Re: [PATCH] mm: Fix invalid page pointer returned with FOLL_PIN gups

Peter Xu <peterx@xxxxxxxxxx> · Fri, 28 Jan 2022 11:26:16 +0800

On Thu, Jan 27, 2022 at 10:31:27PM -0400, Jason Gunthorpe wrote:
> We don't, but that isn't the point - it is about understandability not
> utility.
> 
> There are only two call chains that involve follow_page_mask(), one
> always wants the -EEXIST and the other wants -EEXIST sometimes and
> sometimes wants to return -EFAULT for -EEXIST
> 
> The solution is not to change follow_page_mask() but to be consistent
> throughout that -EEXIST means we encountered a populated but
> non-struct page PTE and the single place that wants -EEXIST to be
> reported as -EFAULT (__get_user_pages) should make that
> transformation.

Currently -EEXIST is not defined like that.  To me, it's defined as:

  This pte is populated but there's no page struct that binds to it. Let's skip
  this pte and continue (because we've checked there's no **pages requested).

That services use cases like mlock() very well.  IMHO that's fine.

If I understand correctly, what is proposed above is actually to redefine
-EEXIST into:

  This pte is populated but there's no page struct that binds to it.
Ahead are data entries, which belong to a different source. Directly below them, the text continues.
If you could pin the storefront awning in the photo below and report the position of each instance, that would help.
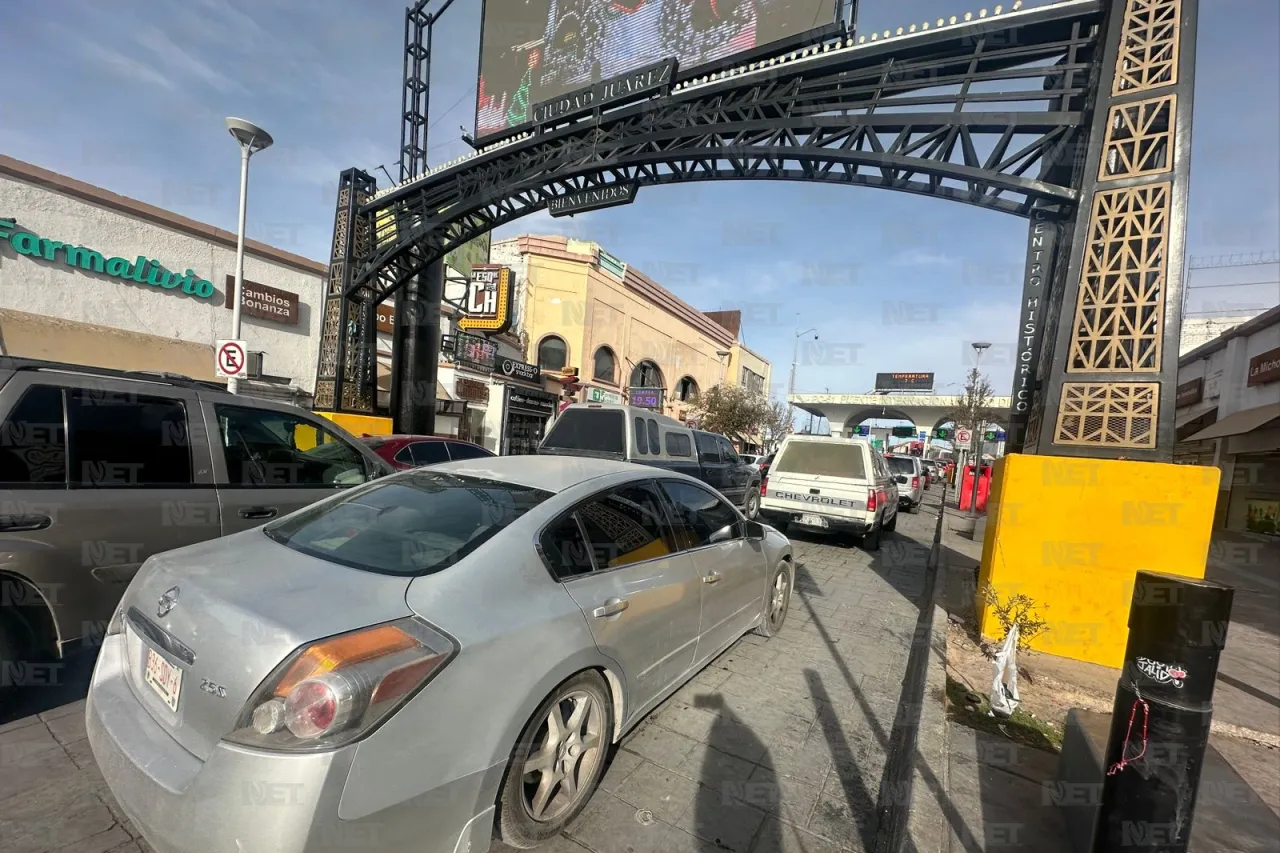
(1193, 413)
(1239, 423)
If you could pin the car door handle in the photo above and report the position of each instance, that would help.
(611, 607)
(17, 523)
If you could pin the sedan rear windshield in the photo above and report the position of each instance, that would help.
(595, 430)
(901, 464)
(412, 524)
(822, 459)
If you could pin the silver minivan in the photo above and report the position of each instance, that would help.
(830, 483)
(101, 469)
(909, 473)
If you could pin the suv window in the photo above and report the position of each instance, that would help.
(429, 452)
(727, 451)
(708, 448)
(626, 525)
(415, 524)
(566, 548)
(901, 465)
(33, 439)
(268, 447)
(830, 459)
(599, 430)
(458, 450)
(120, 439)
(679, 445)
(696, 512)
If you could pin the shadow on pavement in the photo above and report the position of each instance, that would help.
(727, 807)
(44, 687)
(904, 564)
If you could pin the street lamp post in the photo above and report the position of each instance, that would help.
(252, 140)
(976, 442)
(795, 356)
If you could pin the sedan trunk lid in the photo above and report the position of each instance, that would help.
(227, 612)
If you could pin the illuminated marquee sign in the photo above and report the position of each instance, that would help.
(904, 382)
(488, 304)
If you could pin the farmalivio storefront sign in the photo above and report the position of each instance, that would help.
(141, 270)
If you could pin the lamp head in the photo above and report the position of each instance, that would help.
(248, 135)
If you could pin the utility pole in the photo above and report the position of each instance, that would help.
(795, 356)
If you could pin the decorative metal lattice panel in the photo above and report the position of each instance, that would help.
(1102, 414)
(1139, 138)
(1148, 46)
(1120, 310)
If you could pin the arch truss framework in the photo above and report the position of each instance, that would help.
(1074, 115)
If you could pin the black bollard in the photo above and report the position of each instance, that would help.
(1161, 717)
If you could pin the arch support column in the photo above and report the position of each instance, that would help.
(1107, 391)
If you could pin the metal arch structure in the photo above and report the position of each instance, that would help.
(915, 114)
(1074, 115)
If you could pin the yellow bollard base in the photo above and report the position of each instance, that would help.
(1072, 533)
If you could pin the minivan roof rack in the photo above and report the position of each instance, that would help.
(18, 363)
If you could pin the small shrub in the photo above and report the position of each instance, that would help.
(1019, 610)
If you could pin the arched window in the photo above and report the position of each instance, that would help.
(552, 354)
(647, 375)
(606, 365)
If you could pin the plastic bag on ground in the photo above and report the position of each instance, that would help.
(1004, 688)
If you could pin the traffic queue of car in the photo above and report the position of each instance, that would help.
(443, 647)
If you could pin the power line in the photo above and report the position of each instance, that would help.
(1219, 261)
(1205, 287)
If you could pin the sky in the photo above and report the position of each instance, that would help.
(131, 96)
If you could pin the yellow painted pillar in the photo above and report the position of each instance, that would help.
(1072, 534)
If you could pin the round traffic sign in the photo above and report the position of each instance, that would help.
(232, 360)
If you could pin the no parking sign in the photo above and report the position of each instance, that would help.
(229, 359)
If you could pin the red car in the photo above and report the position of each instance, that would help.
(415, 451)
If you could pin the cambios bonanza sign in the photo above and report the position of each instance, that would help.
(535, 51)
(904, 382)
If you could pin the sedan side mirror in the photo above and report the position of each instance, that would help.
(725, 534)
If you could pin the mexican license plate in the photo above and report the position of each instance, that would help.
(164, 678)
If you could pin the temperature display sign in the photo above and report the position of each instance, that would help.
(904, 382)
(645, 397)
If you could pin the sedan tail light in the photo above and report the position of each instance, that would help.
(339, 689)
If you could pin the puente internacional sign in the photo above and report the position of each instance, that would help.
(1089, 144)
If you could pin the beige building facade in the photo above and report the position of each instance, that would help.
(629, 337)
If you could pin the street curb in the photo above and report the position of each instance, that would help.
(928, 828)
(915, 779)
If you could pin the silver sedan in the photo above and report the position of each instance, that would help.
(424, 662)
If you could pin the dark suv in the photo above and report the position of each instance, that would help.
(100, 469)
(634, 434)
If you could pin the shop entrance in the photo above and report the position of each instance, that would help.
(528, 411)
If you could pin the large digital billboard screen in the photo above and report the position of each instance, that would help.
(535, 50)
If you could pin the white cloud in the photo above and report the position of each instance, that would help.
(123, 65)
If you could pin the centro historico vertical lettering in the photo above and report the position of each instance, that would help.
(141, 270)
(1041, 249)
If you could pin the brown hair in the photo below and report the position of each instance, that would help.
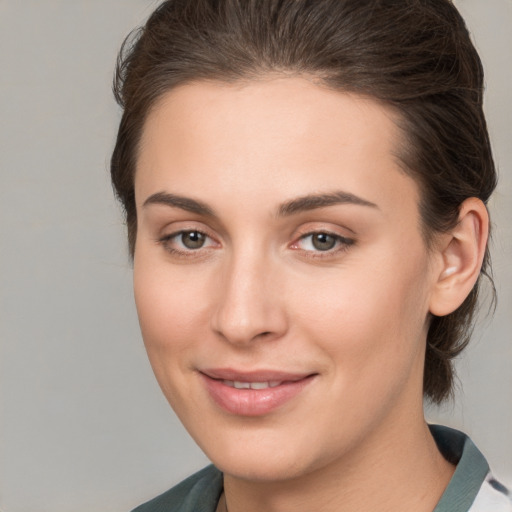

Then the caller will decide how we should react on it.

I kind of agree that the latter one looks cleaner, but I don't have extremely
strong reason to refactor it immediately.

More importantly, I still don't know what will be the side effect if we
immediately remove the two checks in follow_page_mask(), and how much changeset
we'll need to redefine -EEXIST here.

Let's discuss the two sites that returns -EEXIST one by one..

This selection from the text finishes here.